Seit langem fragen sich Einheimische und Zugezogene, warum ausgerechnet in Berlin die Verwaltung nicht funktioniert. Die Zustände in den öffentlichen Parks, die Bürgerämter, die Kfz-Zulassung, BER, Schulbau, Verkehrslenkung etc.: Überall, wo der Bürger der Berliner Verwaltung begegnet, merkt er, dass etwas nicht stimmt. Auch die Aufstellung von Bebauungsplänen sowie Baugenehmigungen als Voraussetzung für die Bekämpfung der Knappheit an bezahlbaren Wohnungen dauert unnötig lang.

Die Ursache liegt in der Verwaltungsstruktur: In Berlin verderben zu viele Köche den Brei. Zwölf Bezirke, die jeweils machen, was sie wollen und schlimmer noch: zwölf Bezirke, die oft nicht wissen, was sie wollen, denn die jeweilige Bezirksamtsmehrheit arbeitet gegen die Bezirksamtsminderheit, die Bezirksamtsminderheit arbeitet gegen die Bezirksverordnetenmehrheit, und alle zusammen arbeiten gegen den Senat. Dabei kann nicht viel Sinnvolles herauskommen. Bei vielen wichtigen Zukunftsaufgaben wie Wohnungsbau und Gewerbeansiedlungen blockieren sich Senat und Bezirke gegenseitig aufgrund unterschiedlicher politischer Auffassungen, viele Verwaltungsvorgänge dauern quälend lang.

Der Senat hat jüngst Vorschläge zur Verbesserung der Situation vorgelegt, die sich aber im wesentlichen in der Einführung sog. „Zielvereinbarungen“ sowie der Angleichung der Struktur der Geschäftsbereiche der Bezirksbürgermeister erschöpfen. Diese Maßnahmen deuten in die richtige Richtung, werden aber kaum messbare Erfolge zeitigen, da sie die ineffizienten Strukturen und Prozesse im wesentlichen unangetastet lassen. Die vorgesehene Einführung von berlinweit zwölf zusätzlichen Stadträten steigert nur die Überpolitisierung der Bezirke.

Politische Kernforderungen

Daher hat der Verein „Neue Wege für Berlin“ beschlossen, zum Thema Verwaltungsreform einen öffentlichen Meinungsbildungsprozess zu starten und den Parteien konkrete Vorschläge für die Wahlprogramme zur Abgeordnetenhauswahl 2021 zu machen.

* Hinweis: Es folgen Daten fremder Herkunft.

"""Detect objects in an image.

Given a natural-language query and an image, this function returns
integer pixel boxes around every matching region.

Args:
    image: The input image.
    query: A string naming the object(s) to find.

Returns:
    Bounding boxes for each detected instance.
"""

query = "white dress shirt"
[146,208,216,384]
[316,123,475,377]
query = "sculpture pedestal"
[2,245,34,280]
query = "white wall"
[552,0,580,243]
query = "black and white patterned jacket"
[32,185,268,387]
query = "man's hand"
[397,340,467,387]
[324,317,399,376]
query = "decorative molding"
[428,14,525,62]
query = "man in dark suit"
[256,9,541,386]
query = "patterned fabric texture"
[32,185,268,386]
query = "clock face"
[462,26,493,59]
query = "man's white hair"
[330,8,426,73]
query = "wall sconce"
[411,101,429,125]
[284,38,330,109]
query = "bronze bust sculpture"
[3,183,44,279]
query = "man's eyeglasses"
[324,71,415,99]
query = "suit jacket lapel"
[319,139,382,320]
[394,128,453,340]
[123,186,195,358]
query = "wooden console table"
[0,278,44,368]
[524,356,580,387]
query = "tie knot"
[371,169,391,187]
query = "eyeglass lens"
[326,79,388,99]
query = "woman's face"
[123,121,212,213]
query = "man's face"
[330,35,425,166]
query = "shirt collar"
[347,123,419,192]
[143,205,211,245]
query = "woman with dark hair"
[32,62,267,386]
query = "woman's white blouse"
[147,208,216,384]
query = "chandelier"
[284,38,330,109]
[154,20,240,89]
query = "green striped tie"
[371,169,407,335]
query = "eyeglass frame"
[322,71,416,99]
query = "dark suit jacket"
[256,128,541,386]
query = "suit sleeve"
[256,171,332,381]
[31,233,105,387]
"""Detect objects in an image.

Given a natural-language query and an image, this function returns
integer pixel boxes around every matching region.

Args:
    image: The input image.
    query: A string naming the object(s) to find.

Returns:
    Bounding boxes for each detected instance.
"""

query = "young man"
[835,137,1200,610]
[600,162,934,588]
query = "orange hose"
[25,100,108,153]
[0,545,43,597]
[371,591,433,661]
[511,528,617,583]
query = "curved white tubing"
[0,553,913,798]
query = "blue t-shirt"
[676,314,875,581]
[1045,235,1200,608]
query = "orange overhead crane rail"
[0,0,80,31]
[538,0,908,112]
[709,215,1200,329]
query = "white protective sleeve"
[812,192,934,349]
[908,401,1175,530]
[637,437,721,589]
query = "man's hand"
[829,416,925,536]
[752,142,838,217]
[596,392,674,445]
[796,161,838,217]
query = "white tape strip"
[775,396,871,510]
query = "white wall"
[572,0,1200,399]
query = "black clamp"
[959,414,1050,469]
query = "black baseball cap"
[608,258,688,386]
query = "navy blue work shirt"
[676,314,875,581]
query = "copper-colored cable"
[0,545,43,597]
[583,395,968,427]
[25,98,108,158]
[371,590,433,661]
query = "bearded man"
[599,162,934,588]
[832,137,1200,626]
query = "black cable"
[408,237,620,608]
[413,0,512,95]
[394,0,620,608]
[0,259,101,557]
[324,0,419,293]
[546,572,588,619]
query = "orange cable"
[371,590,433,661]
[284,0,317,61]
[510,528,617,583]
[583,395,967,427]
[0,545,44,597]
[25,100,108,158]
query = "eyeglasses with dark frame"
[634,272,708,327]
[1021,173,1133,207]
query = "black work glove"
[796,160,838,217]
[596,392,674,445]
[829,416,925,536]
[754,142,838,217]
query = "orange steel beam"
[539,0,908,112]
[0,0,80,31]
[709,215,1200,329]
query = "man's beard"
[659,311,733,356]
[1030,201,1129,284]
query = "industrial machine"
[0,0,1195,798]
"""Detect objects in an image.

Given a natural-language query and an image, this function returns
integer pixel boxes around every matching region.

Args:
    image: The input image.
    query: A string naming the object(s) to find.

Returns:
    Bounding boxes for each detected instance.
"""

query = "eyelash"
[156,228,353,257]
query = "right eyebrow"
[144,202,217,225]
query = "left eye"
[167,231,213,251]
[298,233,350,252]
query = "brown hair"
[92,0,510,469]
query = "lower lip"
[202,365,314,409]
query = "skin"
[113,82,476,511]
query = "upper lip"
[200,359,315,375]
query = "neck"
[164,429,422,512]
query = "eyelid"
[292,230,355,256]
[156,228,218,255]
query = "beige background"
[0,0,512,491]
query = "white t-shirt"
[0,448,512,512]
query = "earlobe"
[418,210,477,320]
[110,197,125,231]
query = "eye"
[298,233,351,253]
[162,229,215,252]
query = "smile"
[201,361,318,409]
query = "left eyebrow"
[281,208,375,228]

Spürbare Verbesserungen für die Bürger sind nur zu erreichen, wenn die bestehenden Blockaden zwischen Senat und Bezirken aufgelöst, die Überpolitisierung der Verwaltung beendet sowie die bezirklichen Machtkartelle durch eine Wahlrechtsreform aufgebrochen werden. Die politischen Kernforderungen sind daher:

  • Wiedereinführung der Fachaufsicht des Senates über die Bezirke (verbunden mit entsprechenden Weisungsrechten) sowie Einführung eines Weisungsrechts der Bezirksbürgermeister gegenüber den Stadträten
  • Einführen eines Qualifikationskriteriums für Verwaltungsleiter (Staatssekretäre und Stadträte): Befähigung zum höheren Verwaltungsdienst
  • Demokratisierung des Wahlrechts: Aufstellen der Abgeordnetenhaus-Direktkandidaten ausschließlich im Wahlkreis sowie Streichen der Möglichkeit von Bezirkslisten

Änderung der Verfassung von Berlin (Option 1)

Viele Unklarheiten über die Verwaltungsstruktur Berlins und insbesondere das Verhältnis zwischen Hauptverwaltung und Bezirksverwaltungen sind bereits in der Verfassung von Berlin (VvB) angelegt. Zwar ist eine Verwaltungsreform auch durch einfachgesetzliche Änderungen möglich (Option 2), die Änderung der VvB wäre jedoch der elegantere Weg. Aber es ist auch der deutlich schwierigere Weg, da Änderungen an der VvB einer qualifizierten Mehrheit von 2/3 der Abgeordneten bedürfen. Eine solche Mehrheit deutet sich nach heutigem Stand nicht an, ist aber auch nicht vollständig auszuschließen. Der Vorschlag für die Neufassung der für die Verwaltung zentralen Artikel 66 und 67 lautet wie folgt:

Neufassung Artikel 66 der Verfassung von Berlin (Artikel 67 entfällt dann)

(1) Berlin ist eine Einheitsgemeinde mit zwölf Bezirken als nachgeordnete Verwaltungseinheiten.

(2) Die Verwaltung ist bürgernah im demokratischen und sozialen Geist nach der Verfassung und den Gesetzen zu führen.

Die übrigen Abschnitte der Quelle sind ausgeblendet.